Corvair: Why Did the Car Fail?
Although the Chevrolet Corvair had been produced for 10 years, with over 1.3 million cars sold during that time, by some standards, some may feel the car had failed due to bad press and Ralph Nader's book, which pointed out some issues detrimental to it. Others feel that Corvair had simply run its course and Chevrolet was moving on.
With regards to Nader's book, only Chapter 1 dealt with the car. Nader's criticism about the Corvair handling focused only on the 1960-63 models, which did have an issue if the car was pushed. Nader's book was not published until 1965, five years into Corvair's life span. Early on, press accounts favored the car a lot, it got Car of the Year awards, it was featured in major automotive magazines. The 1965-69 models had a totally different suspension different than what Nader called a hazard. The car continued to receive good press and awards.
Nader's book did not give the car a "death" blow, as some think, it stained its image but the 65-66 models sold very well at $2500 each. So what happened?
It was a combination of events that slowly murdered the car. Even today, there are two groups of people who know about the car: those who hate it and those who love it. Those in the "hate it" group had a bad experience with the car from a mechanical point of view. They will say it was "temperamental", "always leaked oil", "there was something always wrong" or "too costly to maintain". You will hear about how exhaust fumes ended up in the compartment when the heater was on, or the smell of oil and smoke coming from the engine vents at a stop light.
The haters of the Corvair had legitimate issues. Unlike other Chevy's, the Corvair was aircooled and aluminum engine, it was a unique design and required proper maintenance on a regular basis, correct tire inflation. It was not a car that you "forget" about. If you did, it would cause problems more frequently. So, it was temperamental if not maintained. The carburetors tended to clog more often due to the tiny, tiny gas outlet holes. This would affect your idle and acceleration.
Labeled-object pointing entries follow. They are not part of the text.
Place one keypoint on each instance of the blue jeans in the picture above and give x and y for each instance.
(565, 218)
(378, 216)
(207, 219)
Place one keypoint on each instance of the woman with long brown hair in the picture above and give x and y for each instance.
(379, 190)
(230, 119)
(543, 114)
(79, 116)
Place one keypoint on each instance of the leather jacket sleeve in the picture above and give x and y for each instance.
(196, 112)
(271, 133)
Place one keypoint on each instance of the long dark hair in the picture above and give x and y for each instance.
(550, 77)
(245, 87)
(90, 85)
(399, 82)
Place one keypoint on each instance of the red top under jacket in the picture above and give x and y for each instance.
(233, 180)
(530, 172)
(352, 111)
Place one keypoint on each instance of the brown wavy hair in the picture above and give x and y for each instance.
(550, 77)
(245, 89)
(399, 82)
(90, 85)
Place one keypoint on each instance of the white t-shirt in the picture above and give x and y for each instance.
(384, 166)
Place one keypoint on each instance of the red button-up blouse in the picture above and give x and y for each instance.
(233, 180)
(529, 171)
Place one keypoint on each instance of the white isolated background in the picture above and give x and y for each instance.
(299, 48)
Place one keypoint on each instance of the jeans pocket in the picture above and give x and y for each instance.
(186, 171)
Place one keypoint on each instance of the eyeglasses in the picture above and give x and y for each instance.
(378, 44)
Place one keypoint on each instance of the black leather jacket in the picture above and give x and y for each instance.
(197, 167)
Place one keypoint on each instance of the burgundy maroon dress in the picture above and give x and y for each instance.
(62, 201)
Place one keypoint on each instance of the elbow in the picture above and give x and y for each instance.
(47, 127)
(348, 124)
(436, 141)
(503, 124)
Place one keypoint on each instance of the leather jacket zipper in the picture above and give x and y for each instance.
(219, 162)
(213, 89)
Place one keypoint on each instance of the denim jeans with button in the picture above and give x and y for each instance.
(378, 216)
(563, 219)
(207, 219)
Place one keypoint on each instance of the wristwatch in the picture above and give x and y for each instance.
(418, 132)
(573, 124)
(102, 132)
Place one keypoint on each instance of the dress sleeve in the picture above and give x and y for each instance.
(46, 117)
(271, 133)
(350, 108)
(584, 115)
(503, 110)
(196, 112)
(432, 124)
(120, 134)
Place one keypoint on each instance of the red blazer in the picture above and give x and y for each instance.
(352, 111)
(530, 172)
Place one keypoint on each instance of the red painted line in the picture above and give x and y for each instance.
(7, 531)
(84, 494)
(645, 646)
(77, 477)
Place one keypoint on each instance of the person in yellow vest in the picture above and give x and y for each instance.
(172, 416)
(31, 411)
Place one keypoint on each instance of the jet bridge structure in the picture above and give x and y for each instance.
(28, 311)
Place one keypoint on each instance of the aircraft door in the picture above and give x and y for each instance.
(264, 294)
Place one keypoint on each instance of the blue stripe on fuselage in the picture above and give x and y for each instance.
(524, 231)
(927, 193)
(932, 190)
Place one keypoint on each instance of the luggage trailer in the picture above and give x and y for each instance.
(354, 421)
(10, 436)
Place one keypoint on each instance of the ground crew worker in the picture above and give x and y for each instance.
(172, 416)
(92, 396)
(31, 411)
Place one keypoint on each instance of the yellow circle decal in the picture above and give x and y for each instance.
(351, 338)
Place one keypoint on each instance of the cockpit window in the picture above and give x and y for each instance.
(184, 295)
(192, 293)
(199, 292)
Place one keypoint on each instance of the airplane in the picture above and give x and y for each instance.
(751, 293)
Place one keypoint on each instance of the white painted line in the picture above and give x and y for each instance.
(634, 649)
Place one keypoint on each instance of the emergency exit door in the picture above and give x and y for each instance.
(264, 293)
So, word of mouth and hearsay from former owners had a definite negative impact on sales. Another killer of the Corvair were the times. 1965 was the start of the American muscle car, meaning 427 Hp engines, the Ford Mustang Fastback, Chevy Malibu SS, Barracuda and many more. Gas was only 25 cents a gallon, so these gas guzzlers had their appeal for the same price. The Corvair was never meant to be this kind of car, even its Corsa, only had up to 180 Hp. Because the car was so "racy" looking, consumers thought and expected it to be just that, when it was not. This is not to say that the car was not superior to many in handling a racetrack, it was, but as many have said, it was a "poor man's porsche".
Thus, the Corvair had stiff competition from others for the same consumer dollar. Another killer might have been Chevy themselves. They released Camaro in 1967 to compete with the Mustang, this did not help Corvair. But Chevy also from 65-69, made few real changes to the car but for trim. There were no more major body changes, so a 65 looks like a 69. Gas economy cars like the Corvair were seen as "not needed" then either when gas was so cheap. Had the car been sold when gas economy was important (70s), it might have survived longer.
All of the above contributed to its demise. Many still think it remains one of America's best designed cars from the 60s.